Shush

Shush

The Plaza Theatre Green Room is the perfect intimate setting for the latest RAODS’ production of Elaine Murphy’s most recent play Shush – a play commissioned by the celebrated Abbey Theatre in Dublin (The National Theatre of Ireland), which has been a centre of Irish drama and a breeding ground for fine realistic acting for over 100 years. Shush continues in this tradition of ‘naturalism’ where the audience is invited to eavesdrop on the conversations of ordinary people living out their lives. Elaine Murphy is a native of Dublin who first came to prominence with her award winning debut play Little Gem, a story of love and loss in the lives of three Irish women; (Little Gem is a previous RAODS Green Room production). Shush ploughs a similar furrow with the exploration of Irish female relationships in realistic and plausible circumstances with the attendant side effects of contemporary lifestyles; but it does so in a thoroughly entertaining way, with moments of side splitting hilarity.

The central character is Breda and it’s her birthday. Unfortunately, Breda doesn’t feel much like celebrating – she’s in her late 50s, separated from her husband who’s a serial philanderer and has left her for a much younger woman. She has been forced into taking early retirement, as an alternative to redundancy; and her son Colm – the light of her life – lives and works in the USA.

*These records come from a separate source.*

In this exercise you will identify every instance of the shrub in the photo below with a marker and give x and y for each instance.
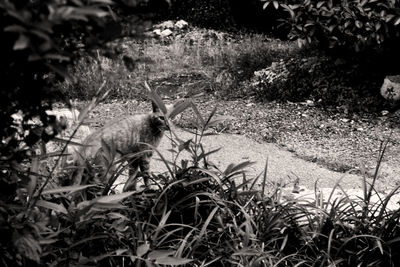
(350, 24)
(330, 81)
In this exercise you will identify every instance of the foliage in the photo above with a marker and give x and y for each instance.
(332, 82)
(350, 24)
(199, 215)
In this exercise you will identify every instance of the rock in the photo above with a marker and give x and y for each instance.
(384, 112)
(166, 33)
(310, 103)
(169, 24)
(157, 32)
(390, 89)
(181, 24)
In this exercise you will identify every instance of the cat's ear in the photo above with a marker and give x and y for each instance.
(155, 107)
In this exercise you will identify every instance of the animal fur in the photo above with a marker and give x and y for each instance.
(129, 135)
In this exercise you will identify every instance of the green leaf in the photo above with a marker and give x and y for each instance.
(142, 249)
(112, 198)
(155, 98)
(172, 261)
(320, 4)
(21, 43)
(14, 28)
(66, 189)
(266, 4)
(52, 206)
(33, 176)
(156, 254)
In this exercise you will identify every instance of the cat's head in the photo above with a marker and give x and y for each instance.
(159, 122)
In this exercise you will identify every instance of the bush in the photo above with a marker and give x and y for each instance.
(329, 81)
(355, 25)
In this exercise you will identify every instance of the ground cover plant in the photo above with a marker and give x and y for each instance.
(198, 215)
(194, 214)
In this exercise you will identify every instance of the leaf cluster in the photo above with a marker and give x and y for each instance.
(354, 25)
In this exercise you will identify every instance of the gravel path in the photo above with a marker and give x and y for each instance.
(283, 166)
(296, 147)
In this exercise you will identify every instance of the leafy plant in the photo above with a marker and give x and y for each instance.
(350, 24)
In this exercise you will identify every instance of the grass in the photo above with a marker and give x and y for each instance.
(194, 214)
(192, 62)
(198, 215)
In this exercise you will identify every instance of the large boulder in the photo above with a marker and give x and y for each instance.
(390, 89)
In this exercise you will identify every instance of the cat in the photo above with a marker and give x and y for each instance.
(130, 135)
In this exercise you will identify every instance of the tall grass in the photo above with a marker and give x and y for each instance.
(197, 215)
(199, 59)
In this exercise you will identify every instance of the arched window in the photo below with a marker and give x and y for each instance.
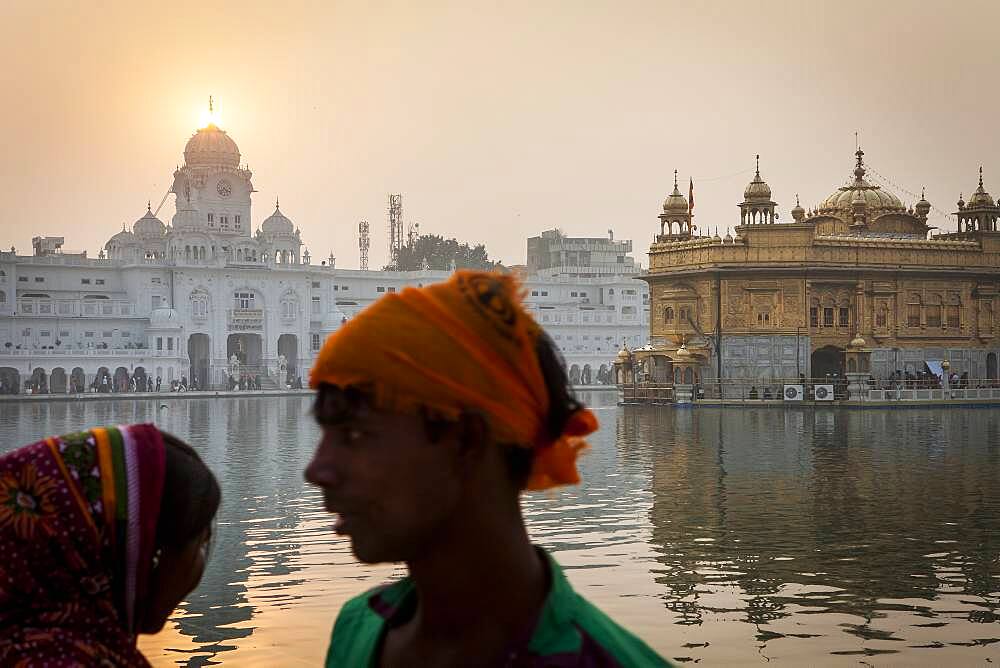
(882, 316)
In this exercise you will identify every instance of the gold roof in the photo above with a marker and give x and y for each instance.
(873, 196)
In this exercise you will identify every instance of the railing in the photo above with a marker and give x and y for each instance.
(251, 319)
(89, 352)
(72, 308)
(751, 389)
(647, 393)
(819, 390)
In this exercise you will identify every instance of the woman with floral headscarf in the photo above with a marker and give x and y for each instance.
(102, 534)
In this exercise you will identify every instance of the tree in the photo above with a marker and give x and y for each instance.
(432, 251)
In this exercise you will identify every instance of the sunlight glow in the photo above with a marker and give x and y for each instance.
(210, 115)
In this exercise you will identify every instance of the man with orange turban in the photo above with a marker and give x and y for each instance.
(438, 407)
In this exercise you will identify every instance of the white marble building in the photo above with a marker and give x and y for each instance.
(207, 296)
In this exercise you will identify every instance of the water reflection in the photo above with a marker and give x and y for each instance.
(794, 536)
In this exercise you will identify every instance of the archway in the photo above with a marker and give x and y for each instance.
(57, 381)
(103, 380)
(288, 345)
(10, 380)
(827, 361)
(199, 350)
(39, 381)
(77, 380)
(140, 378)
(121, 379)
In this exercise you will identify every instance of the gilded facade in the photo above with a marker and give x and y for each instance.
(782, 299)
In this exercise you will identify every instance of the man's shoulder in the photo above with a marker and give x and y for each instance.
(598, 629)
(360, 623)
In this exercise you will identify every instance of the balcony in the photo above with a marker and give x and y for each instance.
(246, 320)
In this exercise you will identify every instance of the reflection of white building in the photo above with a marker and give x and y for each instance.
(204, 296)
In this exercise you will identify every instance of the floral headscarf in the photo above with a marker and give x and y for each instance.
(78, 518)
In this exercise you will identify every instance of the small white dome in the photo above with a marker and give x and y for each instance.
(277, 223)
(149, 226)
(332, 321)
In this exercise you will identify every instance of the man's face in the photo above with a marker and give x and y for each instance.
(392, 487)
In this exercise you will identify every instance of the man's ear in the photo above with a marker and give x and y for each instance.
(474, 435)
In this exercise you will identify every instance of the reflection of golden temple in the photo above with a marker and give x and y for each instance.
(785, 300)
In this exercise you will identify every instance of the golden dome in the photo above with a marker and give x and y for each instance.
(212, 146)
(757, 189)
(798, 213)
(875, 199)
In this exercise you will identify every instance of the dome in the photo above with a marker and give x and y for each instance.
(980, 198)
(757, 189)
(332, 321)
(164, 318)
(875, 199)
(277, 223)
(149, 225)
(212, 146)
(923, 207)
(798, 213)
(676, 202)
(122, 238)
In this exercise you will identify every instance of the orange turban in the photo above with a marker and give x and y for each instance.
(450, 347)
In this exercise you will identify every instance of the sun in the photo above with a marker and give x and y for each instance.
(210, 116)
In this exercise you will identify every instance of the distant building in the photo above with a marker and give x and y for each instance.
(780, 299)
(555, 254)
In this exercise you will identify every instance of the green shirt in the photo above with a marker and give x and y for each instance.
(569, 631)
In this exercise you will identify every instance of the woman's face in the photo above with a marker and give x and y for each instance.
(176, 574)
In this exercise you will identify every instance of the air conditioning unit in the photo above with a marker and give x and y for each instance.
(793, 393)
(823, 392)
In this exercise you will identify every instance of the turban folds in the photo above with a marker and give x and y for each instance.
(465, 344)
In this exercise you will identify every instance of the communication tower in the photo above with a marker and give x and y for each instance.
(364, 242)
(395, 229)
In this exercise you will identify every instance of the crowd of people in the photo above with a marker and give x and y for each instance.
(458, 405)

In the opening scene, Breda sits alone drinking straight vodka and eating a box of chocolates in her untidy kitchen/living room. There’s an unexpected knock at the front door and two friends, Irene and Marie, plus Marie’s daughter Clare, enter bearing birthday gifts and a bottle of white rum and cola. They are intent on lifting Breda’s spirits with drinks and raucous conversation. Then the trendy and confident Ursula, who lives next door, unexpectedly arrives with a bottle of sparkling wine and a birthday cake. As the drinks start to flow and the conversation develops, we discover the problems facing each of the friends. As bad as things might be for Breda, it would seem she’s not the most desperate member of the group.

The script races along and is so good that the first Act of 45 minutes is over before you know it. The second Act of similar length gallops along with equal impetus. There are moments of pathos and dismay coupled with crude humour and comedy, just as there are in most peoples’ lives. The five characters are all very likeable and familiar – we are all likely to know people like them and their stories might even resonate with our own personal experiences. This is powerful and thought provoking theatre that comes straight out of the top drawer of serious drama.

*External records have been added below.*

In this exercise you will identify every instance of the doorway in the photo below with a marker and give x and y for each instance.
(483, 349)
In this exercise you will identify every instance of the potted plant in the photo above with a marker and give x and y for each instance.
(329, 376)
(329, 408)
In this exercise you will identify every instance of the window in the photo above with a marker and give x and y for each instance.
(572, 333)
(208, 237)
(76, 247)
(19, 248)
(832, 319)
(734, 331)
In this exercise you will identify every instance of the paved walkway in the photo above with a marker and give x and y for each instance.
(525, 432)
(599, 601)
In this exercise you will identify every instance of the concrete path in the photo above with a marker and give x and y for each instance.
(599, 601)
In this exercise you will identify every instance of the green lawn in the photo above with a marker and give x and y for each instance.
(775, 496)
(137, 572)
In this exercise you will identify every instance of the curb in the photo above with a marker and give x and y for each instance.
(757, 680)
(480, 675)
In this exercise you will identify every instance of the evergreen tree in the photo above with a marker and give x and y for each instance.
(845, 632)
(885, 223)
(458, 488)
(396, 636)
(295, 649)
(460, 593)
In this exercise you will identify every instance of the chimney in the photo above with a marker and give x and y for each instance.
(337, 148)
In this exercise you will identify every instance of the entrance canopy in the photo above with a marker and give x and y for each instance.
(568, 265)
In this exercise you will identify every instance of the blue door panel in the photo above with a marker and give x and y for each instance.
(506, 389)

The acting is superb and faultless. The biographies for the five actors in the programme notes indicate they all have impressive track records and they now have another feather for their caps. Sara Carter, playing Breda, is compelling even before the play begins as she sits downcast and heaving deep sighs in her dirty surroundings waiting for something to happen. She maintains this level of intensity throughout. Jo Barnard is equally convincing as the brash and opinionated Marie. Jo Short gives a perfect understated performance in the role of the quiet and anxious Clare. Chloe Birtles produces a commanding performance of vim and vigour as the glamorous Ursula, before collapsing into a drunken and dishevelled state. And Beverley Siddle is excellent as the lovely Irene and delivers her saucy malapropisms with style.

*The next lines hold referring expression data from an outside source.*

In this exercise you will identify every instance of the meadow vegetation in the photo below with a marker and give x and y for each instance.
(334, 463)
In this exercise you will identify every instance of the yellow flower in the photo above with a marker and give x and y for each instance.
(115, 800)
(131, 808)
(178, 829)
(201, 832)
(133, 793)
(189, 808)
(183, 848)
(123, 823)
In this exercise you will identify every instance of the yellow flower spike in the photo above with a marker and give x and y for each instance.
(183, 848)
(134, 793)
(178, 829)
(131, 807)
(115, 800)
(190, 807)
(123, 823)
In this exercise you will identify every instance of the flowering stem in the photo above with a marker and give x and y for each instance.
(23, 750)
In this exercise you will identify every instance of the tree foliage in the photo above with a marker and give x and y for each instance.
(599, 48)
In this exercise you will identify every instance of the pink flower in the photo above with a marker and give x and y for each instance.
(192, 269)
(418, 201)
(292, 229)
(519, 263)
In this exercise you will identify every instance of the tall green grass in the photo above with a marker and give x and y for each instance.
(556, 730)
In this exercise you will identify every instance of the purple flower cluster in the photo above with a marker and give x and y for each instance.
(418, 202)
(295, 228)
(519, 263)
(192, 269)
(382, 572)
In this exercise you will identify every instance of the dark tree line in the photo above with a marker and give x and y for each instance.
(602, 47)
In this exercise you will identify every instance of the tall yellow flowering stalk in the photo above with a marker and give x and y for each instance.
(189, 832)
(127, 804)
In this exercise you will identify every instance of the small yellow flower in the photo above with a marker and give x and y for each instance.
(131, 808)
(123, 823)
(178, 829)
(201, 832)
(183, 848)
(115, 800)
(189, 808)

The whole of the proceedings are framed within an authentic set of an untidy, overcrowded room with grease running down broken kitchen cabinets – reflective of the mindset of the principle character Breda.

Director Georgette Ellison clearly knows how this play should be presented and how the characters are to be projected.

This is another example of quality theatre from RAODS and, although the subject matter might not be for everyone, we would encourage you to see it; though it would seem that the current run which ends on 7 December is already sold out!